I always love have people with me that can tell about the area
Alexis, what an amazing photo and story.  Thanks for sharing that piece of your family story.  I imagine the trip to western Oklahoma last May must have been like a dream come true.
Robert, thank you for your comment.  Yes, I slept in my mother’s deceased cousin’s room—her husband has kept it exactly as she left it. He was younger than she was, and he feel in love with her when he was in the second grade. My second cousin, Patty, and I went through a box of photos that belonged to her mother. I took twenty to the drugstore and had duplicates made for Patty and me. Sometimes they say that you can never go back, but I did.
+17 votes
Live a great story.
by Jacqueline Dobson G2G6 Mach 4 (49.6k points)
+16 votes
"Missing Pieces - Where art Thou?"
by Virginia Fields G2G Astronaut (1.2m points)
+17 votes

There actually is a novel written about my paternal family.  My first cousin, four times removed, Phil Stong wrote a novel about the settlement of Iowa called Buckskin Breeches (1937) that is based on family history.
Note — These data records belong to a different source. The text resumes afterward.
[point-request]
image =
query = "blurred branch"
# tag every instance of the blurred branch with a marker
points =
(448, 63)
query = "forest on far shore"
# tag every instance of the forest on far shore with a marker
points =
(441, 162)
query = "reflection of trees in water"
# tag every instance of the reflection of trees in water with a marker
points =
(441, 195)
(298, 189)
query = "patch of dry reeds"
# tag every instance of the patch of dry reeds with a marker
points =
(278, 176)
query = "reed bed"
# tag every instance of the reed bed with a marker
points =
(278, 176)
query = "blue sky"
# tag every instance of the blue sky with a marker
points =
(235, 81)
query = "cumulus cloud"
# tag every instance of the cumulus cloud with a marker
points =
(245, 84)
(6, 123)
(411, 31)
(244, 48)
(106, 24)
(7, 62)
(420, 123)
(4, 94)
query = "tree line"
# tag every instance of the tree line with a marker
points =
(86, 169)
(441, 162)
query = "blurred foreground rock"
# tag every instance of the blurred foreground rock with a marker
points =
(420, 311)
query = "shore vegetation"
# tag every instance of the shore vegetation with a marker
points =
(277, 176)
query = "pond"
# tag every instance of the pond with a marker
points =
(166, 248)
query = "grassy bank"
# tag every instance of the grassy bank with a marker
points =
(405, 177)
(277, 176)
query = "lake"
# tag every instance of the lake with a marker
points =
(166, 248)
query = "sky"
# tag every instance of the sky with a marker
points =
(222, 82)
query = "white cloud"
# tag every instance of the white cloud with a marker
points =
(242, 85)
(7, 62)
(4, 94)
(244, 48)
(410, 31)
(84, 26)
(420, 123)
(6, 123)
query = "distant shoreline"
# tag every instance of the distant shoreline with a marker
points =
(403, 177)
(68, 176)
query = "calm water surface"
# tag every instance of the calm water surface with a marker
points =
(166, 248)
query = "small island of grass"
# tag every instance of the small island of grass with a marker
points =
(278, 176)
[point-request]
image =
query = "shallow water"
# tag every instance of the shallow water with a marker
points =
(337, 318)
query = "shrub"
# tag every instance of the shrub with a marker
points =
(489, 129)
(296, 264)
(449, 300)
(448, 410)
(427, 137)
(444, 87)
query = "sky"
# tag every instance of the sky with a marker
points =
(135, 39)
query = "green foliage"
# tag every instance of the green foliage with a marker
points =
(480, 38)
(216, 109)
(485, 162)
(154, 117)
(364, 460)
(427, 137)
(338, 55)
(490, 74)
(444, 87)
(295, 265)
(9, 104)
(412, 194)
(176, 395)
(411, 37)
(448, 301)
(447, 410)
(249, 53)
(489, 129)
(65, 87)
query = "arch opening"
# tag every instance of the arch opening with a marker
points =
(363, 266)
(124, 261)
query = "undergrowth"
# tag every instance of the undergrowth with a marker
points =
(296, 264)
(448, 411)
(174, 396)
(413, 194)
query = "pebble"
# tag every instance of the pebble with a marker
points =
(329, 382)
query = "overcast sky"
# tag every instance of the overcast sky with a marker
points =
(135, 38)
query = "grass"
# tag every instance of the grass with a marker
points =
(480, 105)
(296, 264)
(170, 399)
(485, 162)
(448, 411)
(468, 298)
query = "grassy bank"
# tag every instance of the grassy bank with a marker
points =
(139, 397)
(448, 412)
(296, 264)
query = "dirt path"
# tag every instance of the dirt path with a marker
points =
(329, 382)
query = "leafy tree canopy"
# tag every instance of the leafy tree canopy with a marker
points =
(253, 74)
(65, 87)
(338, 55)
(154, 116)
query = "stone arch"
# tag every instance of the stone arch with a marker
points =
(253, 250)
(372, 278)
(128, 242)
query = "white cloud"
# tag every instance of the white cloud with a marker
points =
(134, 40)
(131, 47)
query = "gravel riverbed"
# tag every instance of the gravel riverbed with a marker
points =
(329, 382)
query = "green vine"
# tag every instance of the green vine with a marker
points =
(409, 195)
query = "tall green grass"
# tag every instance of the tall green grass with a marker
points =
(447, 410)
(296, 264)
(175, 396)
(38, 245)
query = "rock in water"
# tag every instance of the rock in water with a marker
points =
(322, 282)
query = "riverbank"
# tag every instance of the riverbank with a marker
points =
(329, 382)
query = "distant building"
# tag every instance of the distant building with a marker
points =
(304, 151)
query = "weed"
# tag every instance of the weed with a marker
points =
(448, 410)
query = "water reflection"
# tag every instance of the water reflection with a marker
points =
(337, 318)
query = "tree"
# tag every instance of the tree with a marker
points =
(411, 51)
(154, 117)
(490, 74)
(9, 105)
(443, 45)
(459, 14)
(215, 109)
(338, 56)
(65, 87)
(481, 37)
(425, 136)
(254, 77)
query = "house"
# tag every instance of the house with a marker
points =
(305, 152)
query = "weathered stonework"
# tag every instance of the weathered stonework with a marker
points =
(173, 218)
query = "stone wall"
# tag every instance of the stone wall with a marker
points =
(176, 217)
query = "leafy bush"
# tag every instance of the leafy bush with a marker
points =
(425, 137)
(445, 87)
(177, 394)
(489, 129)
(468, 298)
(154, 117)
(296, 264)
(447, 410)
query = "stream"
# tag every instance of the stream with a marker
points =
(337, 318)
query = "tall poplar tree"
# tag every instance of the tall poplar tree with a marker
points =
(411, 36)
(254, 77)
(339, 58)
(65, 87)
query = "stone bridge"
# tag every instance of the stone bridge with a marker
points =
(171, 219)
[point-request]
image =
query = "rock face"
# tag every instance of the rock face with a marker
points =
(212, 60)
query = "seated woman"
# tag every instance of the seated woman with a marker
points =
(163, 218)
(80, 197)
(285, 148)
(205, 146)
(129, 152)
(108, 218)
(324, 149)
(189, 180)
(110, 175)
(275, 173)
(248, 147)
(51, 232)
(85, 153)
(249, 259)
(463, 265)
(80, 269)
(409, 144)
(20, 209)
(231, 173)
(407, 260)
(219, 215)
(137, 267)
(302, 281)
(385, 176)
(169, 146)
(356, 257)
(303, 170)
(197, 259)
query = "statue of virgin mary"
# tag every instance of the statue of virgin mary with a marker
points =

https://www.abebooks.com/signed-first-edition/Buckskin-Breeches-STONG-Phil-Farrar-Rinehart/2924125569/bd

The book is based mostly on the memoirs of his maternal grandfather Philip Duffield, but there are characters based on the Stong side of the family, too, including a merchant of German descent that is based on our common ancestor.

There are also novels based on my mother's side, but I have always loved this one.  I have the numbered first editions.

by Roger Stong G2G Astronaut (1.3m points)
Roger, that is wonderful that you actually have these editions. What a treasure!

Oh yes, and I am likely to show up at your office one of these days to see the eagle.
+20 votes
We Are, Because They Were
by Judy Adden G2G6 Mach 6 (63.6k points)
+21 votes
Mine would be titled "One random box of mixed nuts"
by Alicia Taylor G2G6 Mach 8 (88.2k points)
Mine too!
Love the name!
+18 votes
I wrote a summary of family history for my children, I called it "Meet the ancestors."
by Cheryl Johns G2G Crew (740 points)
+17 votes

“It’s Never A Dull Moment”. A story of courage, persistence, and flexibility. 

by Susan Ellen Smith G2G6 Mach 7 (76.0k points)
+14 votes

For My Answer to this week's Question - Check Out My Video 

https://youtu.be/HcSSJRmi4J8

by Brian Nash G2G6 Mach 3 (33.6k points)
+13 votes
“The Puritan Run-in With Native Americans: How Two Eighth Great-Grandmothers Were Slaughtered, and Two Great-Grandfathers Slaughtered First….”
by Charles Kent G2G Crew (590 points)
+16 votes
"Spindle City" because so many of my ancestors worked in the cotton mills in Fall River, Massachusetts.
by Judith Brandau G2G6 Mach 1 (17.3k points)

Here is an interesting video from 1917, about the cotton mills in Adams, Mass. Here is a story about Sylva Marcil, who worked in that mill. Photographer Lewis Hines took many pictures of children at work; writer Joe Manning has researched the stories of many of those children. (Here's that link.)

+15 votes

Surf and Turf,
The story of a family of mariners who married a farmers daughter.
The Spear side of my family started out in the Royal marines, then in the Coastguard service being posted to stationed all along the north Kent coast, before settling down as fishermen.  The Distaff side were all farm workers or farmers starting out in Lincolnshire, and ending up in N W£ Kent.

by Nick Miller G2G6 Mach 2 (25.9k points)
+14 votes
The Opressesd.

On my maternal side there have been black slaves. Indians during the British empire. Romanies oppressed since the 1500s. On my father´s side I have the Irish famine which wasnt helped when the British made the starving Irish export all of their grain to England. I also have the 1916 Irish rebellion when my grandfather was imprisoned and tortured by the black and tans., I actually am thinking of righting a book as I have a lot of written documents  confirming all of this
by Tracey OBrien G2G3 (3.4k points)
I forgot to mention my Ashkenazi distant cousins, some who were taken and died in concentration camps. I discovered this by DNA matches and family trees. I had no idea until I started investigating my DNA from Eastern Europe . Ukraine and Russia. I,m what you call a bit of a mixed bag!
Sorry for some strange reason I wrote righting instead of writing. Oops
I would think a title like ".. and yet we persist" would describe a family with that much painful history that survived.